Adam était entré sans demander la permission, sûr de son bon droit. On était chez lui après tout. Je ne répondis pas. Qu’aurais-je pu répondre ?

— Tu me dis que je suis taciturne, mais je crois que tu ne te vois pas, Anna.

Je relevai les yeux, ne comprenant pas le sens exact de ses mots. Il était seul, Dieu merci. Perplexe, je le regardai sans le voir, comme s’il était un hologramme issu de mon imagination.

— Toi, tu as toujours l’air triste. Je ne sais pas si tu t’en es rendue compte mais c’est le cas.

Je baissai les yeux, des larmes menaçants de déborder.

— Il te manque ?

Il était sérieux quand il me demandait ça ? C’était pourtant évident, non ?

— Moi, il me manque, reprit-il. Je ne le dis pas à mes parents parce qu’ils souffrent bien assez déjà. Mais... il me manque tout le temps. C’est pour ça que je suis revenu ces trois derniers jours. Pour me rapprocher de lui, de ses affaires que ma mère a gardé, de nos souvenirs d’enfance qui hantent cette baraque. Quand je reste loin de lui trop longtemps, je me sens mal. Enfin, encore plus que d’habitude, je veux dire. Je sais que tu comprends ça. On a vécu la même chose tous les deux.

Tous les deux ? Il avait dit tous les deux ?

— Sauf que toi, tu n’as pas à t’en vouloir pour quoi que ce soit, ajouta-t-il.

Aussitôt ces derniers mots effacèrent la joie que mon cœur avait brièvement nourri en l’entendant parler de nous ainsi. Il avait l’air soudain si malheureux, si désespéré.

— Toi non plus, Adam.

— Si, en quelque sorte. J’étais au volant.

— Quiconque aurait conduit à ta place n’aurait rien pu éviter. Cela n’aurait pas changé les choses, vous vous êtes faits rentrer dedans par un chauffard alcoolisé qui roulait beaucoup trop vite.

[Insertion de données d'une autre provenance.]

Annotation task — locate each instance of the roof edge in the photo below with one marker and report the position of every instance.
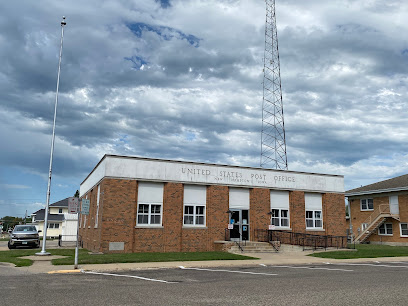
(350, 194)
(200, 163)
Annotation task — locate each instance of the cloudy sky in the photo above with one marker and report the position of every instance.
(182, 79)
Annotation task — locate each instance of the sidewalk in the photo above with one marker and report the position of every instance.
(42, 264)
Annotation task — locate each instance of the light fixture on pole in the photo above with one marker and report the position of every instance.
(43, 252)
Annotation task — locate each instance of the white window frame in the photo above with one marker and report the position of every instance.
(279, 218)
(386, 227)
(149, 214)
(194, 215)
(195, 196)
(314, 219)
(366, 203)
(150, 194)
(402, 235)
(97, 205)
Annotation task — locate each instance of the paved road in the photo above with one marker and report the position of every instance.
(382, 283)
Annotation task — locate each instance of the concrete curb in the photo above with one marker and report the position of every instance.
(65, 271)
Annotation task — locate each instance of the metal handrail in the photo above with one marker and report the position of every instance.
(302, 239)
(382, 209)
(238, 243)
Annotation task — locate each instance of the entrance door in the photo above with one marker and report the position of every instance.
(240, 220)
(394, 207)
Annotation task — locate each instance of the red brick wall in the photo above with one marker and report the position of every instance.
(172, 216)
(334, 214)
(117, 220)
(118, 213)
(358, 217)
(260, 206)
(297, 211)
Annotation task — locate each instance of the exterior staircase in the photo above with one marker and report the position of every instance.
(374, 221)
(256, 247)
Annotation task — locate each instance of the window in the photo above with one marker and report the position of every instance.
(150, 202)
(194, 215)
(280, 217)
(280, 208)
(404, 229)
(194, 205)
(385, 229)
(149, 214)
(314, 216)
(314, 219)
(366, 204)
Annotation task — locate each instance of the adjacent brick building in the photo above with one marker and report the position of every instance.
(153, 205)
(379, 212)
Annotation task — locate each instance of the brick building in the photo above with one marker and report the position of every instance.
(379, 212)
(153, 205)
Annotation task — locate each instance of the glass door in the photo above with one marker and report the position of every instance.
(240, 221)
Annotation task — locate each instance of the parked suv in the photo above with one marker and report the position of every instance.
(24, 235)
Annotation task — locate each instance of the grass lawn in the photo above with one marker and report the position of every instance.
(366, 251)
(85, 258)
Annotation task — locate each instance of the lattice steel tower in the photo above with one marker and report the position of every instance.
(273, 143)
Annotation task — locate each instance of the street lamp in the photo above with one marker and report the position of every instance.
(43, 252)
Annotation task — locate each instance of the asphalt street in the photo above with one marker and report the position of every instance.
(371, 283)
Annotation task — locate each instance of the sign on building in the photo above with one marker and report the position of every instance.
(72, 205)
(85, 207)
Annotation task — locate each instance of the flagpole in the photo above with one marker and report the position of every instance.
(43, 252)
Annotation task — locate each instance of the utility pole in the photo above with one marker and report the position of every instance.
(43, 252)
(273, 142)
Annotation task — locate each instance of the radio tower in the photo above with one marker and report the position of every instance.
(273, 144)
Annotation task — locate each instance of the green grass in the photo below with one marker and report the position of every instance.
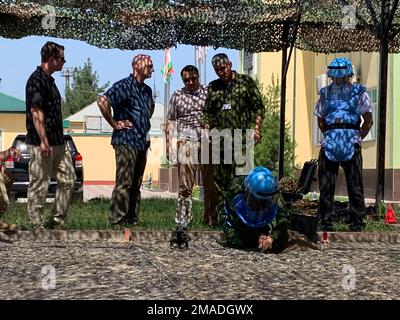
(155, 214)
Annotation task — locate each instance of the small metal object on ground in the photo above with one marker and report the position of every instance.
(127, 235)
(179, 238)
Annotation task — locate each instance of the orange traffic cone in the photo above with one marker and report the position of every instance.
(390, 217)
(127, 235)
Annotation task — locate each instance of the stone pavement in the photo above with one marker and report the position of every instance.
(147, 268)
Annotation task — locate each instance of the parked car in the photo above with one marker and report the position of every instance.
(19, 169)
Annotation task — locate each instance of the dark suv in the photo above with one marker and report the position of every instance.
(19, 169)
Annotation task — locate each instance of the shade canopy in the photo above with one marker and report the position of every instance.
(253, 25)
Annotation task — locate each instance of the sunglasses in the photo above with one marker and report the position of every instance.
(187, 80)
(63, 58)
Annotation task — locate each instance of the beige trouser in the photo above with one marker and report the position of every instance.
(189, 157)
(6, 183)
(57, 165)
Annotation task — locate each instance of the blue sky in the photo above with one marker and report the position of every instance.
(19, 58)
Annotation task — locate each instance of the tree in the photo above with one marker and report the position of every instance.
(266, 153)
(85, 89)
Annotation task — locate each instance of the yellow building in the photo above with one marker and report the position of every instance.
(302, 95)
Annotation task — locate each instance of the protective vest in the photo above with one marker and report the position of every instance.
(342, 120)
(249, 217)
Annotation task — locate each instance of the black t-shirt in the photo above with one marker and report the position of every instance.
(42, 92)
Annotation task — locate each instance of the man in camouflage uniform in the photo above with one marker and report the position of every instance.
(233, 103)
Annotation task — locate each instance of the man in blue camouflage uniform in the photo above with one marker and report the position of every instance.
(250, 210)
(339, 110)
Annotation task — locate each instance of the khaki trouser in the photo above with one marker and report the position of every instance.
(125, 199)
(189, 155)
(6, 183)
(57, 165)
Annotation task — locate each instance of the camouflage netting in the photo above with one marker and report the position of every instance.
(254, 25)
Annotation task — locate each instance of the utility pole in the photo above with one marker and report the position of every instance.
(155, 91)
(67, 74)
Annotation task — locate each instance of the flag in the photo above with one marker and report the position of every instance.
(201, 53)
(167, 70)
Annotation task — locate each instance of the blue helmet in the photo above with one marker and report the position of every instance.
(340, 68)
(260, 183)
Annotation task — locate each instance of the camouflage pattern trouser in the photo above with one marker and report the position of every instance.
(125, 199)
(7, 182)
(57, 165)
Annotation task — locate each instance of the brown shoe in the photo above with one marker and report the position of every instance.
(12, 227)
(3, 225)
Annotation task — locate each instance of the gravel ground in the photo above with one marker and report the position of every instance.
(149, 269)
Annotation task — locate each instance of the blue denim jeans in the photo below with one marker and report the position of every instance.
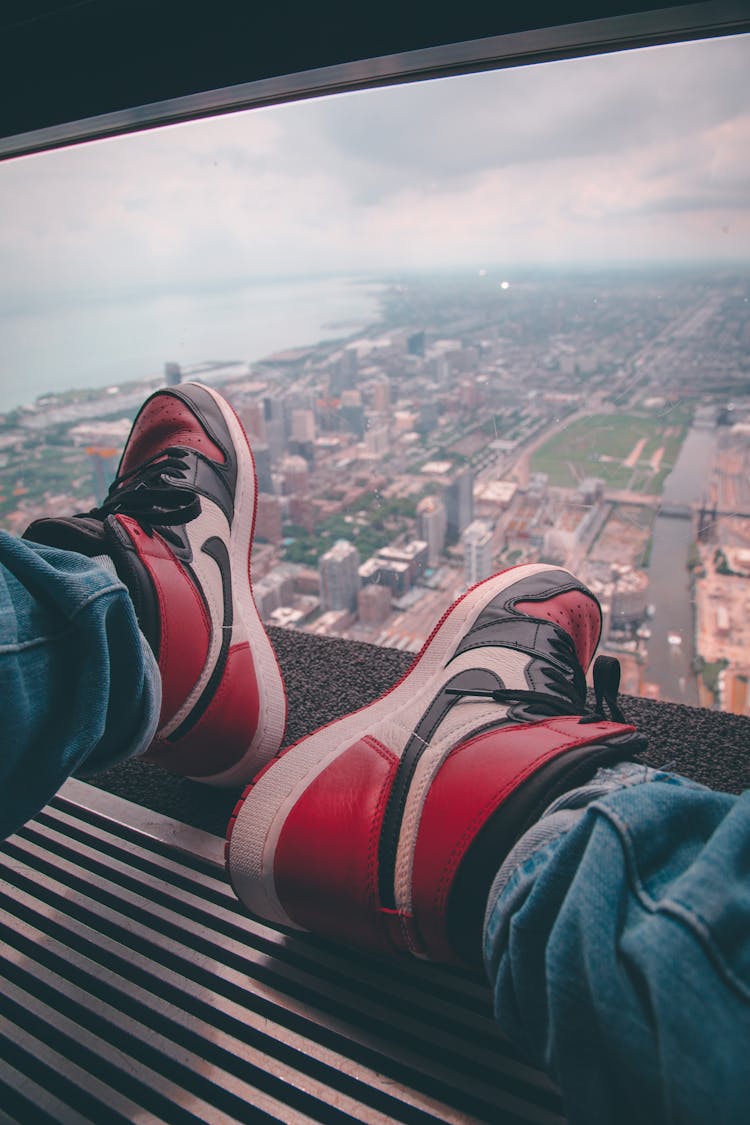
(619, 953)
(79, 686)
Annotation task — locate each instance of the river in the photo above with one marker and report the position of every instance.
(670, 666)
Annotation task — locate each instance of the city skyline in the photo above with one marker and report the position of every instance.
(626, 158)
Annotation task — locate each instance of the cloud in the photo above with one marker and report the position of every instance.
(630, 155)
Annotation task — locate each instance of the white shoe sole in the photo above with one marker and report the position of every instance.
(261, 812)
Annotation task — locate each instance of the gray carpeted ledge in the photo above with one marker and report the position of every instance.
(327, 677)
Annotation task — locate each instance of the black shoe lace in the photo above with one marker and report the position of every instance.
(565, 699)
(152, 495)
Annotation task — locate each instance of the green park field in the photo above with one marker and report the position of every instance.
(633, 451)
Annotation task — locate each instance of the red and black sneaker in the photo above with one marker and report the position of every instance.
(386, 828)
(178, 523)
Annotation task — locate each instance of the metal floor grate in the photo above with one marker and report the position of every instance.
(134, 988)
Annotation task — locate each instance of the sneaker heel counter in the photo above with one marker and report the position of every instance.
(326, 856)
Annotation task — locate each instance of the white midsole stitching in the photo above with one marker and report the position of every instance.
(261, 816)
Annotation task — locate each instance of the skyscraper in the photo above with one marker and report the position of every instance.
(340, 579)
(262, 456)
(459, 503)
(431, 527)
(477, 542)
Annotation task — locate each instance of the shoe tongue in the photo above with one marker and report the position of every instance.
(81, 533)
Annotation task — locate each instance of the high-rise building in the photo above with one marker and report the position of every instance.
(340, 579)
(303, 425)
(253, 419)
(431, 527)
(477, 540)
(373, 604)
(459, 504)
(295, 475)
(415, 343)
(377, 440)
(381, 394)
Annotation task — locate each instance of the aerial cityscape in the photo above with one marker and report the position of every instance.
(595, 420)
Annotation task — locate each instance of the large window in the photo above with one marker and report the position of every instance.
(466, 323)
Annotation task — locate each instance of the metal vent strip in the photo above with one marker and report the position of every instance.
(135, 988)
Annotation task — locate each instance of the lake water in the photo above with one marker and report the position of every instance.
(100, 343)
(671, 665)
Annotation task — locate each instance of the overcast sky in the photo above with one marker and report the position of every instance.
(634, 156)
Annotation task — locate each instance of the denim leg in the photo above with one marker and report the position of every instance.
(79, 686)
(619, 953)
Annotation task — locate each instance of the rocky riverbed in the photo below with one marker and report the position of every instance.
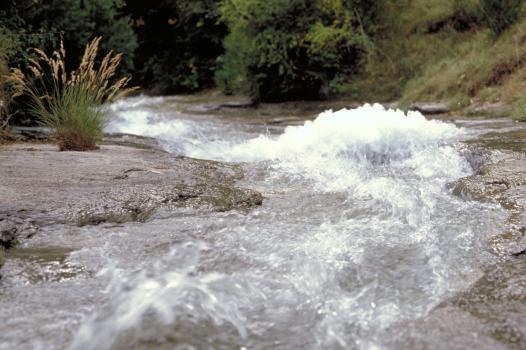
(226, 226)
(127, 180)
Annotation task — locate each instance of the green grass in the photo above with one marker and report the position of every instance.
(76, 119)
(430, 57)
(70, 103)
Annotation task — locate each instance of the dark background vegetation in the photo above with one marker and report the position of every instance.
(275, 50)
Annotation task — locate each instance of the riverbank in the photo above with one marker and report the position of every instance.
(129, 182)
(407, 241)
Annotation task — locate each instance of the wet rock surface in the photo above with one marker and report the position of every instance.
(430, 108)
(114, 184)
(498, 298)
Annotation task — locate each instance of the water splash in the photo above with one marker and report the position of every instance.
(162, 294)
(358, 234)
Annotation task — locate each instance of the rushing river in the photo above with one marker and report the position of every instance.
(358, 239)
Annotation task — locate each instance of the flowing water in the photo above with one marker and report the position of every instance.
(358, 235)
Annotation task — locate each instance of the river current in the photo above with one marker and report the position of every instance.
(359, 237)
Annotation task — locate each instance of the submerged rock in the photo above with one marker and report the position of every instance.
(430, 108)
(14, 229)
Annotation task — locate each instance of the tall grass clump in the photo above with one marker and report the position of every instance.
(71, 104)
(4, 71)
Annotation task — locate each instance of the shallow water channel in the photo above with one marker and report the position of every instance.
(358, 241)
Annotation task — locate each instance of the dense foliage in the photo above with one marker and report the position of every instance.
(280, 49)
(271, 50)
(43, 23)
(501, 14)
(180, 41)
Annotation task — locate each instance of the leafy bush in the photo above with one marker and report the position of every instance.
(297, 49)
(71, 104)
(501, 14)
(180, 41)
(44, 23)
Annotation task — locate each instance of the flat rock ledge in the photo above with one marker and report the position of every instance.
(116, 183)
(503, 182)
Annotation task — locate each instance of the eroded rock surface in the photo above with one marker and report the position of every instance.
(114, 184)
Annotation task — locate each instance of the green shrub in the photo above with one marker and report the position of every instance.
(71, 103)
(298, 49)
(501, 14)
(44, 23)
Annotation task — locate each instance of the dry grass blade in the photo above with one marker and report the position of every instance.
(71, 103)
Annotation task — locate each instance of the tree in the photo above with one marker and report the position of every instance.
(293, 49)
(180, 41)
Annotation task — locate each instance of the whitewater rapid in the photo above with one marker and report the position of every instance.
(358, 235)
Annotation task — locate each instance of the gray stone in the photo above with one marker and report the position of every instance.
(430, 108)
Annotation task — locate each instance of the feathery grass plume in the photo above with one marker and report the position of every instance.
(71, 104)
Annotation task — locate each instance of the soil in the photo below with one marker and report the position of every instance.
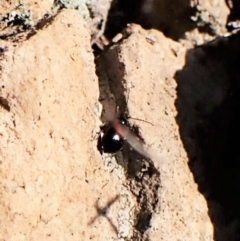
(69, 67)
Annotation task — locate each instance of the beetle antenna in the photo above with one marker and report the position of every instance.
(140, 120)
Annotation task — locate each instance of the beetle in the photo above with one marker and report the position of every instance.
(110, 140)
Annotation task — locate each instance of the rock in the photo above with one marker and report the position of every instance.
(142, 66)
(53, 182)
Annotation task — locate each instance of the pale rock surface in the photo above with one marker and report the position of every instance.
(145, 65)
(53, 182)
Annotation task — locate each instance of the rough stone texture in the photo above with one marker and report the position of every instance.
(144, 65)
(52, 178)
(55, 185)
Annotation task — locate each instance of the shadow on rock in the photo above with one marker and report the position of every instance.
(171, 17)
(208, 104)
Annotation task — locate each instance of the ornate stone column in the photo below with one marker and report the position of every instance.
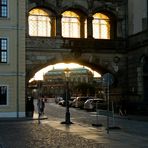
(59, 26)
(89, 27)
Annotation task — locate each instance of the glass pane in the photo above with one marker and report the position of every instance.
(39, 23)
(101, 26)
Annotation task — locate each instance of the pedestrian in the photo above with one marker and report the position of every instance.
(40, 106)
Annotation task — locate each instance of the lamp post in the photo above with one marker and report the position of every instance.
(67, 96)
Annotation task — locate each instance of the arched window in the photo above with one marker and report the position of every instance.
(101, 26)
(70, 24)
(39, 23)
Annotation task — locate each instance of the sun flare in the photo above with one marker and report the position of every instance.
(39, 75)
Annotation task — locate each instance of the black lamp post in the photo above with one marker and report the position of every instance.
(67, 95)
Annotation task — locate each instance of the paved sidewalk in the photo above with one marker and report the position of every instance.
(50, 133)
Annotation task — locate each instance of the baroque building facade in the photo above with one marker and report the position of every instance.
(12, 58)
(105, 35)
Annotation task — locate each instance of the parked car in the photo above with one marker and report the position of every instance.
(63, 102)
(91, 104)
(58, 99)
(79, 102)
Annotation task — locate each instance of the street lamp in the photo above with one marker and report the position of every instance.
(67, 96)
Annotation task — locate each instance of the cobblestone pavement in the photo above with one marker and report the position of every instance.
(34, 135)
(52, 134)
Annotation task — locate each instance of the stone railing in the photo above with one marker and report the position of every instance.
(87, 45)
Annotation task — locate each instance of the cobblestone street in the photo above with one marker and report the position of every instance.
(52, 134)
(34, 135)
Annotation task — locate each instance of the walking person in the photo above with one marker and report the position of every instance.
(40, 106)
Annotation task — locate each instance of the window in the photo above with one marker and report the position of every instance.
(3, 50)
(3, 95)
(3, 8)
(101, 26)
(39, 23)
(70, 25)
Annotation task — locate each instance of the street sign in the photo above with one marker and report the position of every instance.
(107, 79)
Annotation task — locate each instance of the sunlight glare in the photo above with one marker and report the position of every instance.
(39, 75)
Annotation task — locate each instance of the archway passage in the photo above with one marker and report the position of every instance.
(50, 81)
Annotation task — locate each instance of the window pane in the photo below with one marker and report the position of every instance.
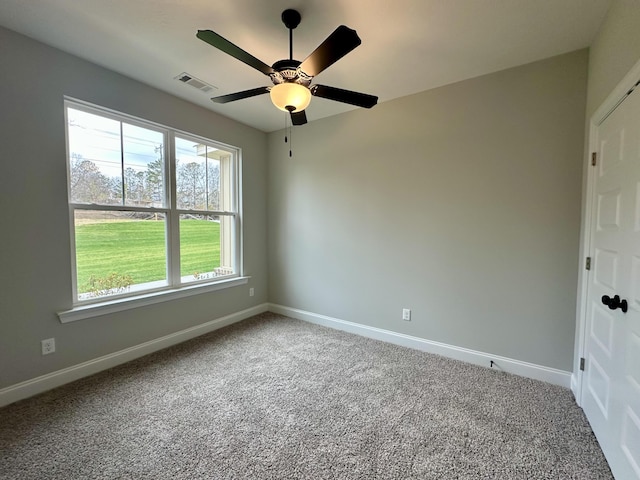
(119, 252)
(143, 166)
(94, 158)
(200, 248)
(203, 176)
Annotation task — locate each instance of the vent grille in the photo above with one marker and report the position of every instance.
(195, 82)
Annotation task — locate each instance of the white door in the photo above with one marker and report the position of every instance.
(611, 381)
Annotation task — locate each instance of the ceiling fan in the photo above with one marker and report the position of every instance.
(292, 89)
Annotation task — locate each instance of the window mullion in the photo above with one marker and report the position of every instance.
(173, 220)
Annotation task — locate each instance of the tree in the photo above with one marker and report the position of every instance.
(87, 183)
(155, 179)
(191, 185)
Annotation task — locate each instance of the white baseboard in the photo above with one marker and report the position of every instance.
(46, 382)
(517, 367)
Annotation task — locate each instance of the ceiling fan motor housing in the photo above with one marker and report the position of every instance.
(288, 71)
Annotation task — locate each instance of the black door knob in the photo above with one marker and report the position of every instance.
(615, 302)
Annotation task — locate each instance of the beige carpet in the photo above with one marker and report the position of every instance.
(276, 398)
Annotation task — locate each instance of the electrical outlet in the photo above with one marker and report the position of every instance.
(48, 346)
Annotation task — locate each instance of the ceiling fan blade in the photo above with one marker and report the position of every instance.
(298, 118)
(232, 97)
(337, 45)
(221, 43)
(345, 96)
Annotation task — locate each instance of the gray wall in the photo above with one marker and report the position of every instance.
(461, 203)
(615, 50)
(35, 278)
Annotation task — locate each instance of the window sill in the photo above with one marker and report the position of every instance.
(83, 312)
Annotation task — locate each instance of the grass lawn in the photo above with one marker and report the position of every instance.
(137, 249)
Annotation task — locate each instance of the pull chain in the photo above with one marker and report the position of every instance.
(288, 137)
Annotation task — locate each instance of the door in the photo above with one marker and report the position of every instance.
(611, 381)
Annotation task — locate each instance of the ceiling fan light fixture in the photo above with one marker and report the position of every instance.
(287, 95)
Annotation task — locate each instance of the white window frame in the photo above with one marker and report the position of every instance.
(175, 287)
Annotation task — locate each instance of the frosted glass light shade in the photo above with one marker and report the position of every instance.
(295, 95)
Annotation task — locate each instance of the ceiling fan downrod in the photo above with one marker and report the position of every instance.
(291, 19)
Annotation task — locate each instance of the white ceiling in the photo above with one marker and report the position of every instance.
(408, 46)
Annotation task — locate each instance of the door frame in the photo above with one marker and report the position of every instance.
(614, 99)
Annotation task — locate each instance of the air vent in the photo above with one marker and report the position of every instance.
(195, 82)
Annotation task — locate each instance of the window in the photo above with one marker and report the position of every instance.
(151, 208)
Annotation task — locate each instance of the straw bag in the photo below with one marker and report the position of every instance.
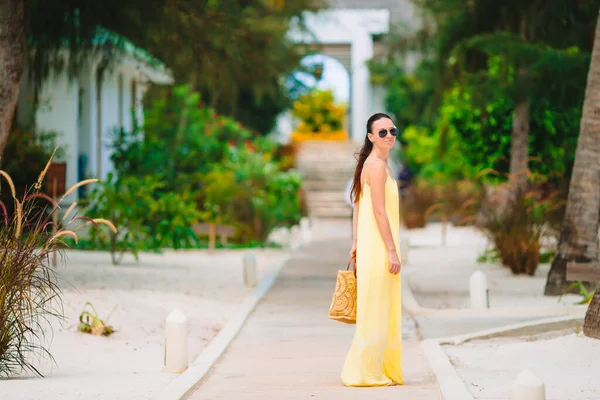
(343, 303)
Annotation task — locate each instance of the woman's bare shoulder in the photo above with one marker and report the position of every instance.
(376, 170)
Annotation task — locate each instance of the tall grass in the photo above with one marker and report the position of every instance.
(515, 219)
(29, 295)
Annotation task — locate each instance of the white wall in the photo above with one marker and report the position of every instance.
(356, 27)
(57, 111)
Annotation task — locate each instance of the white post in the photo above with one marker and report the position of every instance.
(295, 235)
(175, 350)
(527, 386)
(479, 291)
(250, 279)
(305, 230)
(404, 246)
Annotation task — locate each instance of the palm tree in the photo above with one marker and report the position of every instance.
(579, 236)
(12, 51)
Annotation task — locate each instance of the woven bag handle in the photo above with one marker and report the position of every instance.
(353, 266)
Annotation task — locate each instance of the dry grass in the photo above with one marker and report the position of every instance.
(29, 295)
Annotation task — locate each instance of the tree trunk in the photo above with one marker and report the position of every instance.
(12, 59)
(579, 233)
(519, 147)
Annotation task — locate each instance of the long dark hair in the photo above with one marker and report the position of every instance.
(362, 155)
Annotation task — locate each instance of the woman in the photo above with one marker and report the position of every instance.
(375, 358)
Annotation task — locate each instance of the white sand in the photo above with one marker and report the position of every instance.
(127, 365)
(566, 364)
(439, 275)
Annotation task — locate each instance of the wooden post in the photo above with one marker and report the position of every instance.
(212, 236)
(444, 224)
(54, 219)
(585, 272)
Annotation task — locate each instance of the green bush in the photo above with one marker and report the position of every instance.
(189, 164)
(24, 157)
(147, 218)
(250, 192)
(515, 223)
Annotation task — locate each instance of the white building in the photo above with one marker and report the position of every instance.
(86, 110)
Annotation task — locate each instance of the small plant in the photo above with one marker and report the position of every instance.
(29, 294)
(587, 295)
(89, 322)
(420, 198)
(515, 221)
(489, 256)
(318, 113)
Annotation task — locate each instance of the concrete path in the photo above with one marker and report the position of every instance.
(289, 349)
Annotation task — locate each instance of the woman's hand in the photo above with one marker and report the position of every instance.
(394, 262)
(353, 251)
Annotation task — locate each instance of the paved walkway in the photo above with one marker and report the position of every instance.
(289, 349)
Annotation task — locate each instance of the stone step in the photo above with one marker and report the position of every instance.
(328, 175)
(324, 185)
(335, 195)
(331, 212)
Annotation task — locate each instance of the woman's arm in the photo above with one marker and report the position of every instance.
(355, 222)
(377, 178)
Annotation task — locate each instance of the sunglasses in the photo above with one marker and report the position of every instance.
(383, 132)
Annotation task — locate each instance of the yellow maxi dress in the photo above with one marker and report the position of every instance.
(375, 357)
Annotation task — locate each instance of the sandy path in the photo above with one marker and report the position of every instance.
(127, 365)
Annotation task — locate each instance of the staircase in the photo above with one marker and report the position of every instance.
(326, 168)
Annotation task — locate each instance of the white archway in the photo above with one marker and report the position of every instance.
(349, 31)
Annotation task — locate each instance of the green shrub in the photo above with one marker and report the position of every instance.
(24, 157)
(189, 164)
(29, 294)
(148, 218)
(515, 223)
(250, 192)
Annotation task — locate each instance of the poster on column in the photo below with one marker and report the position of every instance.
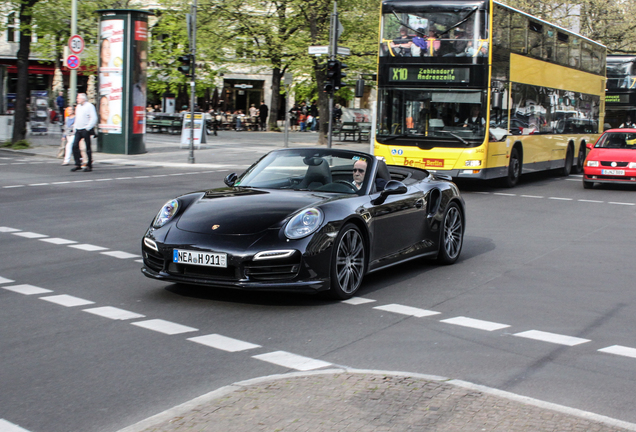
(140, 65)
(111, 76)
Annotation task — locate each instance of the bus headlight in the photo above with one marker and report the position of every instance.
(472, 163)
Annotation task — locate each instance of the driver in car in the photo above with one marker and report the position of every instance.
(359, 170)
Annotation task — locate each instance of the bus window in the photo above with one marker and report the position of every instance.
(535, 39)
(518, 34)
(575, 52)
(548, 44)
(563, 49)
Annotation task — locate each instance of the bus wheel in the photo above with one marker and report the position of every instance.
(578, 169)
(569, 158)
(514, 170)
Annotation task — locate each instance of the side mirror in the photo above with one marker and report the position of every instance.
(230, 179)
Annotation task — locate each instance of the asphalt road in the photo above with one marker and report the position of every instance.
(541, 302)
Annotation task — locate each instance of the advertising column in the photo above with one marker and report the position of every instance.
(123, 60)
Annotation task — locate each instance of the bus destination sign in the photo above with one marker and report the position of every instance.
(429, 74)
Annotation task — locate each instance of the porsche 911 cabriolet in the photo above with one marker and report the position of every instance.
(306, 220)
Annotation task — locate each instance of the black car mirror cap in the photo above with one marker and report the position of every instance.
(230, 179)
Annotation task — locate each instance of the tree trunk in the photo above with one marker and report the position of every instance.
(275, 101)
(22, 91)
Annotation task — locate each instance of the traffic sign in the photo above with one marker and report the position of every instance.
(76, 44)
(72, 61)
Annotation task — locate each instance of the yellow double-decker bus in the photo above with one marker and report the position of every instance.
(479, 90)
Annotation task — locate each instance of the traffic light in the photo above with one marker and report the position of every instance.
(186, 65)
(330, 75)
(340, 75)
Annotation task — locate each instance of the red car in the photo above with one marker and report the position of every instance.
(612, 159)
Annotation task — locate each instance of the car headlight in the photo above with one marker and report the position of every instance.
(166, 213)
(304, 223)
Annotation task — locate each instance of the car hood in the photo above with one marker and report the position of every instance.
(613, 155)
(243, 211)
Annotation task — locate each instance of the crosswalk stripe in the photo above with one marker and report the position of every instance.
(292, 361)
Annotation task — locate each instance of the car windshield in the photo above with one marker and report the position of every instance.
(624, 140)
(317, 170)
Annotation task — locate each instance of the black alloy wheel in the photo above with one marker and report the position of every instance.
(452, 235)
(348, 263)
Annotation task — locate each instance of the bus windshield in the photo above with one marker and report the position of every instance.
(434, 30)
(450, 118)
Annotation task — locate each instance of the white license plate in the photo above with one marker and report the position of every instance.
(613, 172)
(181, 256)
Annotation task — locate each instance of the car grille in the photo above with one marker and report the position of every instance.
(271, 272)
(228, 273)
(152, 260)
(618, 164)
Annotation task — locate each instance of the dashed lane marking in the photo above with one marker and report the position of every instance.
(223, 343)
(406, 310)
(165, 327)
(58, 241)
(358, 301)
(120, 254)
(6, 426)
(27, 234)
(114, 313)
(27, 289)
(292, 361)
(89, 247)
(552, 337)
(620, 350)
(67, 300)
(475, 323)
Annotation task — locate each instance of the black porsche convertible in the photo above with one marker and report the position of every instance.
(306, 220)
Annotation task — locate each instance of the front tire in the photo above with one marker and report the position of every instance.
(452, 235)
(348, 263)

— C’est ce que les gens disent pour me rassurer, pour que j’arrête de culpabiliser, mais en vérité, je suis sûr qu’ils pensent le contraire. Mes parents y compris.

— C’est faux et tu le sais très bien.

Il se tut, comme si j’avais touché une corde sensible, que je lui rappelais quelque chose qu’il refusait de voir. J’avais le sentiment que cette culpabilité était son nouveau vêtement et qu’il ne voulait pas s’en défaire. Même douloureuse, il la portait pour se protéger. Il semblait l’avoir troquée contre la tristesse, peut-être plus difficile à supporter. Il avait tort de s’en vouloir ainsi et je voulais qu’il le comprenne, même si les mots qui sortaient de ma bouche ne feraient pas le poids face à ses remords.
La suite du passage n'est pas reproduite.